Since I’ve already received permission from my employer to publish it in a paper, Agile Practices and Innovation, I thought I’d include it here.

Oxygen Software Product Development Manifesto

Building consumer software is a joyous and daunting challenge. We, software developers, owe Oxygen and Oxygen’s customers every chance at success. We believe success springs from the following principles:

It’s all for the end user

The most important relationship is between us, the people building these tools and the women and men who are our customers. We must continually refine our products based on ever increasing knowledge of our customers.

Our highest priority is to satisfy the customer through early and continuous delivery of valuable software. — http://agilemanifesto.org/principles.html

People own their identity and information

We respect our customers. We respect their privacy. We believe people own their virtual selves.

To that end, we will never misuse data, we will always provide a way to keep personal information private, we will always give our customers a way to export their assets and remove their identity from our systems.

Each tool we build helps people do a specific thing better than anything else available

Build the best solution for a specific need felt by a broad range of women.

Build simple tools that are useful, elegant and fun and go from there

First build a specific solution and then abet our customers using that tool in ways we never imagined.

This is both a cause and a business

We must remember that this is a business proposition. As our products evolve, we need to understand the revenue models and targets. We need to help define and measure appropriate metrics. We need to do everything we can without sacrificing the other values in this manifesto to achieve the business aim of the company.

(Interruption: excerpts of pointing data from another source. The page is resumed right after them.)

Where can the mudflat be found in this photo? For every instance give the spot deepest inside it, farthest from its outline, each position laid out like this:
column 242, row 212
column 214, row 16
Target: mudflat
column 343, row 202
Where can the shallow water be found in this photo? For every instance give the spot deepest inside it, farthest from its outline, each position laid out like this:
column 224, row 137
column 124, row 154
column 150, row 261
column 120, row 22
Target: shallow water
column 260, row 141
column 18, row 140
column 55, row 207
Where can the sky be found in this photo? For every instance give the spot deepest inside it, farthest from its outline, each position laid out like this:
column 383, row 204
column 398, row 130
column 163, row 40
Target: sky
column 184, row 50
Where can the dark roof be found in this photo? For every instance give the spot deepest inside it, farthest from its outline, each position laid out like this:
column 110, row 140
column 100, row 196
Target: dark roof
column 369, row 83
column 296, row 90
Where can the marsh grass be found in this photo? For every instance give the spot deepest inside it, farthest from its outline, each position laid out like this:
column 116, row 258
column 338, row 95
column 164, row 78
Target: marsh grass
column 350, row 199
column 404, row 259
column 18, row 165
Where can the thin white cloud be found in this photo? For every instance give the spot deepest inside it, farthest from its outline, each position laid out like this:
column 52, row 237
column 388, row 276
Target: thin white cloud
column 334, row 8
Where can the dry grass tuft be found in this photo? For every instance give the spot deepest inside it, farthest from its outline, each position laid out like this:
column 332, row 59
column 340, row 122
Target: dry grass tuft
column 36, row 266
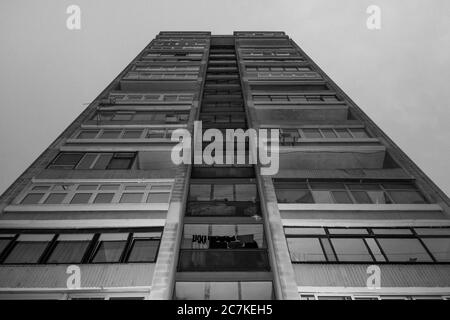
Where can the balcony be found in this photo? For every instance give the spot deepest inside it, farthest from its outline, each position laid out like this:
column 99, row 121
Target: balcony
column 223, row 260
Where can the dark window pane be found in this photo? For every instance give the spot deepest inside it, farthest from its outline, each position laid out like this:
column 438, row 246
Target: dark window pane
column 328, row 133
column 245, row 192
column 158, row 197
column 131, row 198
column 439, row 248
column 104, row 198
column 67, row 159
column 32, row 198
column 305, row 249
column 361, row 197
column 341, row 197
column 343, row 133
column 132, row 134
column 144, row 250
column 26, row 252
column 351, row 250
column 55, row 198
column 68, row 252
column 110, row 134
column 87, row 161
column 81, row 198
column 359, row 133
column 109, row 251
column 312, row 133
column 406, row 197
column 404, row 250
column 294, row 196
column 200, row 192
column 3, row 244
column 87, row 134
column 223, row 192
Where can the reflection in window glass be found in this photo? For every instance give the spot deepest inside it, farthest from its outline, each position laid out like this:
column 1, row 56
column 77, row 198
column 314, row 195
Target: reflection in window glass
column 144, row 250
column 199, row 192
column 351, row 250
column 305, row 249
column 104, row 198
column 223, row 192
column 294, row 196
column 439, row 248
column 404, row 250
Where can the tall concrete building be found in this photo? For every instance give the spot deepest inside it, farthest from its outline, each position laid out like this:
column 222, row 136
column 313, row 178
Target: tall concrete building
column 104, row 212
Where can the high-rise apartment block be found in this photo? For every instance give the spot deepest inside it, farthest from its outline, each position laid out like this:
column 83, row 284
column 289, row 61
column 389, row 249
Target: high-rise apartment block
column 104, row 212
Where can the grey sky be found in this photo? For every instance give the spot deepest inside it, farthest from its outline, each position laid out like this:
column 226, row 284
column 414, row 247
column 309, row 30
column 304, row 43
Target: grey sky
column 398, row 75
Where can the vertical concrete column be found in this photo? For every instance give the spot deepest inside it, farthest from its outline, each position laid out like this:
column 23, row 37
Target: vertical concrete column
column 164, row 275
column 283, row 272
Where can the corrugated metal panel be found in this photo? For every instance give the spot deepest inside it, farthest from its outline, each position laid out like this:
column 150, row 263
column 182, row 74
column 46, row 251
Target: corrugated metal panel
column 347, row 275
column 54, row 276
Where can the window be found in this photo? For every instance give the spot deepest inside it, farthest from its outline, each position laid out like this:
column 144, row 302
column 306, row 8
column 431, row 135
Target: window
column 305, row 249
column 223, row 192
column 97, row 161
column 144, row 247
column 404, row 250
column 70, row 248
column 364, row 245
column 89, row 193
column 28, row 248
column 361, row 193
column 351, row 250
column 110, row 247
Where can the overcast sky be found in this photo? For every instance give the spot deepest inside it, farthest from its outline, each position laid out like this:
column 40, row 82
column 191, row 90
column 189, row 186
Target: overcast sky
column 398, row 75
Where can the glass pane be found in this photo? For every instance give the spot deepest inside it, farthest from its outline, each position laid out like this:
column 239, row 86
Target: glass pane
column 144, row 250
column 439, row 248
column 406, row 197
column 118, row 164
column 305, row 249
column 245, row 192
column 3, row 244
column 256, row 290
column 199, row 192
column 322, row 196
column 294, row 196
column 303, row 231
column 404, row 250
column 32, row 198
column 351, row 250
column 87, row 161
column 343, row 133
column 312, row 133
column 109, row 251
column 361, row 197
column 110, row 134
column 328, row 133
column 55, row 198
column 223, row 192
column 359, row 133
column 68, row 252
column 81, row 198
column 68, row 159
column 87, row 134
column 341, row 197
column 375, row 249
column 158, row 197
column 224, row 291
column 131, row 198
column 102, row 161
column 26, row 252
column 104, row 198
column 132, row 134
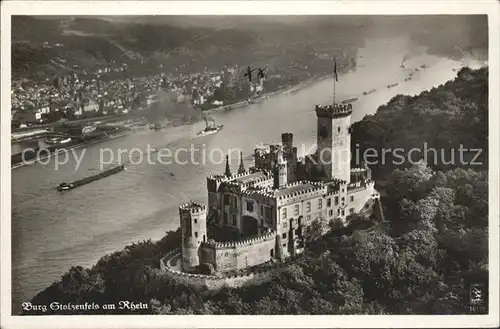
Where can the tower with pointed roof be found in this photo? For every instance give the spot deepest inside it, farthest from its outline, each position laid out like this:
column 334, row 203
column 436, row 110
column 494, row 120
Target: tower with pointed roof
column 241, row 169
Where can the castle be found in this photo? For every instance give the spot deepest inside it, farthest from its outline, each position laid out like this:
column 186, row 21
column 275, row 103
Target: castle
column 275, row 205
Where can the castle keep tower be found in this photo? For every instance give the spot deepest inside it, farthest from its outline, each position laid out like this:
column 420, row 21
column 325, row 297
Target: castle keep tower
column 334, row 140
column 193, row 217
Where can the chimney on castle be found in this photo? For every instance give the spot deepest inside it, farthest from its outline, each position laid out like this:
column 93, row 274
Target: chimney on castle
column 241, row 169
column 228, row 169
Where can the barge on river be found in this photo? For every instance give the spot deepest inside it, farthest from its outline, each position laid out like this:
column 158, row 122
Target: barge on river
column 69, row 186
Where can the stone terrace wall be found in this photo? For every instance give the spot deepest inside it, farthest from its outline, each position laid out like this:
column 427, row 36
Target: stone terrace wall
column 230, row 256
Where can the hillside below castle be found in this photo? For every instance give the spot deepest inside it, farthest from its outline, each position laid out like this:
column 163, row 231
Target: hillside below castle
column 435, row 244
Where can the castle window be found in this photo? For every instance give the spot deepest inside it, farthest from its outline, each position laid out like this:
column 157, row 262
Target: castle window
column 250, row 206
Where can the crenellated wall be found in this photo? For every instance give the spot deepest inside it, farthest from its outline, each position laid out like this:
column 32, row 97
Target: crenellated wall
column 241, row 254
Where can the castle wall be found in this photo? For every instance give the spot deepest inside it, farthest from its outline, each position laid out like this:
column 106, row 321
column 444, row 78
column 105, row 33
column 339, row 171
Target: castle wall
column 239, row 255
column 215, row 283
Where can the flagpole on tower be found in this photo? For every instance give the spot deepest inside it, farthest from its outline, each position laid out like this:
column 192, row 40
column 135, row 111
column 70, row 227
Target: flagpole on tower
column 335, row 78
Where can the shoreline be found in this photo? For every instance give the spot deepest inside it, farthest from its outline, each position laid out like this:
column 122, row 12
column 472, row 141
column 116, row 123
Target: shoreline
column 74, row 147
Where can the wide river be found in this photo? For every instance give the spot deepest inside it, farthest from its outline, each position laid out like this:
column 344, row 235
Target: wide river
column 52, row 232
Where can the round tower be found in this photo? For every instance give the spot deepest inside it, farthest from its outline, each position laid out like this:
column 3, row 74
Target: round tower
column 193, row 218
column 334, row 140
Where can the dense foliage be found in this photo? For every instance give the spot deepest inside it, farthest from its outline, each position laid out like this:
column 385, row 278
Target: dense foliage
column 421, row 261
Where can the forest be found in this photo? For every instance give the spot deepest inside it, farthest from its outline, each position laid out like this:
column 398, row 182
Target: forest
column 421, row 260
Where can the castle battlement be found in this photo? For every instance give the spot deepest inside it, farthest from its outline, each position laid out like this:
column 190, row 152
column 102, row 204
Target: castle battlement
column 192, row 208
column 239, row 243
column 334, row 111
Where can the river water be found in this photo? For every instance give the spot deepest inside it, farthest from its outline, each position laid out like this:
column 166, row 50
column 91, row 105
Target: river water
column 52, row 232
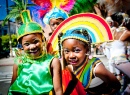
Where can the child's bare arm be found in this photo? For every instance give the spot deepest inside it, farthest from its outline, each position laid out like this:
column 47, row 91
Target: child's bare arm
column 108, row 77
column 14, row 76
column 57, row 76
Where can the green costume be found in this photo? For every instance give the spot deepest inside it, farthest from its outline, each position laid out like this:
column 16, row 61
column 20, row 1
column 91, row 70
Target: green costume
column 34, row 77
column 33, row 74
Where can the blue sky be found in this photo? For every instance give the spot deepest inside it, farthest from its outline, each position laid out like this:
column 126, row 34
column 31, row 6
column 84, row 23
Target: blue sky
column 3, row 11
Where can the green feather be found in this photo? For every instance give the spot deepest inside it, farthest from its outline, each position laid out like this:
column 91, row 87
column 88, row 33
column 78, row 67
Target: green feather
column 82, row 6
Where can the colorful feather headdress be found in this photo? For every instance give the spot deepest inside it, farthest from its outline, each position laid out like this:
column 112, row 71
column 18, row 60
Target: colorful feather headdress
column 69, row 7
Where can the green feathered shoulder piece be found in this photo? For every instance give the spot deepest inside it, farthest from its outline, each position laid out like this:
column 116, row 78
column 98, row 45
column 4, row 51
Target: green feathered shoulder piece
column 83, row 6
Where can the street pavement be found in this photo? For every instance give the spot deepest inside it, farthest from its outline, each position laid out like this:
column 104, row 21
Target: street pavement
column 6, row 66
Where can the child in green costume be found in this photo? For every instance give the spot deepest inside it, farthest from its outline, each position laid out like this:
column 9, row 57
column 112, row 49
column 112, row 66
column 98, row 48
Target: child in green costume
column 35, row 72
column 95, row 78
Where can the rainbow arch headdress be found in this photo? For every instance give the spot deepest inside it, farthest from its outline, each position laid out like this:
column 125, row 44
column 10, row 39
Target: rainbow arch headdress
column 28, row 25
column 55, row 13
column 97, row 28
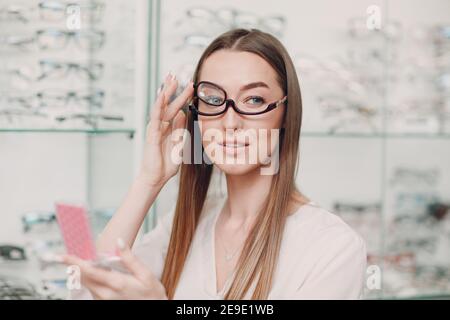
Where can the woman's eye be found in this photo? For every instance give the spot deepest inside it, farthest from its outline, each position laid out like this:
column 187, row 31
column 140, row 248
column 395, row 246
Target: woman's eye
column 214, row 100
column 255, row 100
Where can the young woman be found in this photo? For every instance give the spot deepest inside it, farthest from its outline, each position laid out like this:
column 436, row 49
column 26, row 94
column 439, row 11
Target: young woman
column 265, row 240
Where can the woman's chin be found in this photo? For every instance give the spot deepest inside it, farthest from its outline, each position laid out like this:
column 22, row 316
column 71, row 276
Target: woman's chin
column 236, row 169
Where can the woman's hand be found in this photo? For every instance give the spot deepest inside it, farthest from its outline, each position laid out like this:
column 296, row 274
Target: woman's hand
column 113, row 285
column 158, row 166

Gerry Laybourne is the product owner

If our most important relationship is with our customers, our most important collaboration is with our product owner. Gerry sets our priorities. She must embrace what we are doing. Our relationship must remain direct. The best way to convey information is face-to-face.

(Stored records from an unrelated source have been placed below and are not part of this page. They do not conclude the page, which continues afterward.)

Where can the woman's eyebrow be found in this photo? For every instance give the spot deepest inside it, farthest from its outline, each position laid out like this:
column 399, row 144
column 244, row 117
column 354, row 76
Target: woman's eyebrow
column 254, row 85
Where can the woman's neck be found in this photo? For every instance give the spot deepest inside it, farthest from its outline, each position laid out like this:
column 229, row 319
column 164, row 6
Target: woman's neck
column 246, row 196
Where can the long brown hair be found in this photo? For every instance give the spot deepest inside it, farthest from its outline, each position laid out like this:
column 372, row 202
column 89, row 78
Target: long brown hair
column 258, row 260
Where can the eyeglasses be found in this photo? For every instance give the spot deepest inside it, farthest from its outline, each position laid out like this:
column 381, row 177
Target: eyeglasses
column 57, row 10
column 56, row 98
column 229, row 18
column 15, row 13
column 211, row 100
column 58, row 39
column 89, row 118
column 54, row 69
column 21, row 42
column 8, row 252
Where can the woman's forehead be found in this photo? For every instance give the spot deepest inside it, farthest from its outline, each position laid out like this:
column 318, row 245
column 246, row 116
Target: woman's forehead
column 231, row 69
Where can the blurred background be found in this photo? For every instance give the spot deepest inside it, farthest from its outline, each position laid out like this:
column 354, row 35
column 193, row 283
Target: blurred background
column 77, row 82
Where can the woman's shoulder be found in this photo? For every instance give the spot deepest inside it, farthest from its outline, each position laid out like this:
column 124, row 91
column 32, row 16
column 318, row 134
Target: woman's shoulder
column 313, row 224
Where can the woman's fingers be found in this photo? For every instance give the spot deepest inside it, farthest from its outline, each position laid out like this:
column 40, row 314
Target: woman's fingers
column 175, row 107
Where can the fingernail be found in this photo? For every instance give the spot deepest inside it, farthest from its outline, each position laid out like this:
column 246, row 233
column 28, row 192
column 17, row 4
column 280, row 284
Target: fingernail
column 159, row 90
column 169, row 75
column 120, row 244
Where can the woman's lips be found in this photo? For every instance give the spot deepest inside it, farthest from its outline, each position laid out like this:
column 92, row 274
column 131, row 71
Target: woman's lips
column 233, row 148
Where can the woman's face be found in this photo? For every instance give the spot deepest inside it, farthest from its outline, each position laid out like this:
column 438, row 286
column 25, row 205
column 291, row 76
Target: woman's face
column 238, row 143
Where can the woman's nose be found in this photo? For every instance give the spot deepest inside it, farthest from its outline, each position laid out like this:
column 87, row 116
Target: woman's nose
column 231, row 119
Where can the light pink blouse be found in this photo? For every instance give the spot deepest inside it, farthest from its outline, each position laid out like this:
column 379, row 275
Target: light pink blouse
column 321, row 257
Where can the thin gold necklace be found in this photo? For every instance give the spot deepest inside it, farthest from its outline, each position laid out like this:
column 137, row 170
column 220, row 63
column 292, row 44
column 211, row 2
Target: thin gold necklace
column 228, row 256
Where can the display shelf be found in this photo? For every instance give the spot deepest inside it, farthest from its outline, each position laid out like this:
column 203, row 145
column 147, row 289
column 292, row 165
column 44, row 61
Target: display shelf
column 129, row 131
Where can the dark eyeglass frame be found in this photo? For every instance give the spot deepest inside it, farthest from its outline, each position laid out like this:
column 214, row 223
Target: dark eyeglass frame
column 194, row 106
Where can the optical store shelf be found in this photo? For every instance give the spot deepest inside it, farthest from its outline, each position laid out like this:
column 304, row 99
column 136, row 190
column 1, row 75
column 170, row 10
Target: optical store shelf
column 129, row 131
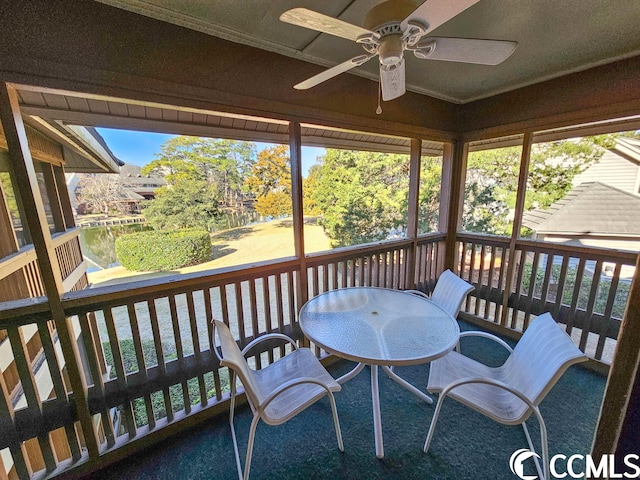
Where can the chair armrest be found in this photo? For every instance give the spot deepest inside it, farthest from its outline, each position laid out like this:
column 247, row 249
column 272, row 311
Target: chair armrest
column 498, row 340
column 269, row 336
column 417, row 292
column 488, row 381
column 290, row 384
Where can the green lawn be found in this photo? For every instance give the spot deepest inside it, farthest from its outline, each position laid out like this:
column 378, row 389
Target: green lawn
column 237, row 246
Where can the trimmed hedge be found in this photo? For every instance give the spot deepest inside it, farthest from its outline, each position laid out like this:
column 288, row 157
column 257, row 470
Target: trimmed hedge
column 163, row 250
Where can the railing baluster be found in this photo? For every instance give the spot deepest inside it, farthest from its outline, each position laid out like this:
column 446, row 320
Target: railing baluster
column 483, row 252
column 255, row 327
column 280, row 308
column 177, row 337
column 314, row 281
column 292, row 298
column 50, row 461
column 162, row 368
column 547, row 281
column 560, row 288
column 576, row 295
column 532, row 288
column 20, row 460
column 121, row 374
column 240, row 312
column 586, row 324
column 88, row 334
column 515, row 311
column 142, row 364
column 606, row 320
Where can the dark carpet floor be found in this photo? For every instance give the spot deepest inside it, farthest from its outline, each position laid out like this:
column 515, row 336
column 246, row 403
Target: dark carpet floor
column 466, row 445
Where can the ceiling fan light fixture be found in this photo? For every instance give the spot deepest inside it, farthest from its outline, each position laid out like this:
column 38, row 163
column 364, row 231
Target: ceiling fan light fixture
column 424, row 49
column 392, row 80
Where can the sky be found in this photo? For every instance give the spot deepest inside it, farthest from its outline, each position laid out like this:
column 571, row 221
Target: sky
column 139, row 148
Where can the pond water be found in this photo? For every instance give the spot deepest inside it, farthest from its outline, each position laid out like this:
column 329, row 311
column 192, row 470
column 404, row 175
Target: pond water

These tools spring first and foremost from Gerry’s imagination. Direct connection between Gerry’s vision and our team’s creative efforts leads to success.

We are inventors

We must imagine solutions outside current limitations and ask ourselves, “what of this can be done now”. We must build something never seen before that when handed to the right consumer feels inevitable and obvious.

We must engage creativity, empathy with our customers, resolute professionalism and an inspired sense of play.

If we don’t love our inventions, no one else will.

We have authority, we are responsible, we are accountable

We are a self-organizing team in the best spirit of Agility.

If we, the people doing the work, allow this project to drift from its founding principles it will fail – with consequences for all concerned. In the face of that possibility, we must have courage to speak truth to power.

Specific technologies and mediums are just tools. Get over them.

This project is about helping our customer get more out of computing and making a profit for our company. We must not let assumptions or affection for specific tools, technologies and platforms on anyone’s part distract us from our mission.

Admit failure and move on

Resources are limited. Set specific, measurable goals. Face the truth and course correct. Don’t knowingly waste time or effort. Don’t use lack of knowledge as an excuse for wasted time or effort.

Love of Craft

My wife is a trained Ringling Brothers Clown College Clown.

Clowning is a difficult profession. It doesn’t receive much respect. It’s hard work. Physical comedy can easily wreck your health as quickly as it drives you broke. Material success means getting to work.

But clowning is a craft with roots as old as performance itself. True practitioners bring great discipline and joy to their work. A talented clown relates to their audience with the spontaneity and innate intelligence of a child while employing a mastery of performance honed by years of training. Good clowning is surprising, stunning, human and hilarious.

However, the level of talent, skill and training vary to extremes. There is no official apprenticeship process. When people think of clowns, they’re often thinking about amateurs who’ve had very little exposure to the work of veteran performers.

It’s easy to be a frighteningly bad clown. Many amateurs paint both the top and bottom of their mouth with a broad stripe of red makeup. They turn their character’s mouth into a gaping maw large enough to devour a child’s head.

If you ever get a chance to hang out with experienced clowns you’ll find out how embarrassed they are by bad performers with horrifying makeup and costume, few skills and little respect for the history and rituals of clowning.

I’d say the difference between what I do and what my wife does is that software developers earn a lot more money and are a lot less fun to watch. Still, what I do is also a craft. To do it well requires aptitude, discipline and apprenticeship. Just as in clowning, there are common mistakes perpetrated by bad or inexperienced developers.

Similar to my wife’s clown college class mates, I feel great pride in my craft and in those who take it up with talent and integrity. I also feel frustration, disappointment and a little outrage at peers who strive for less.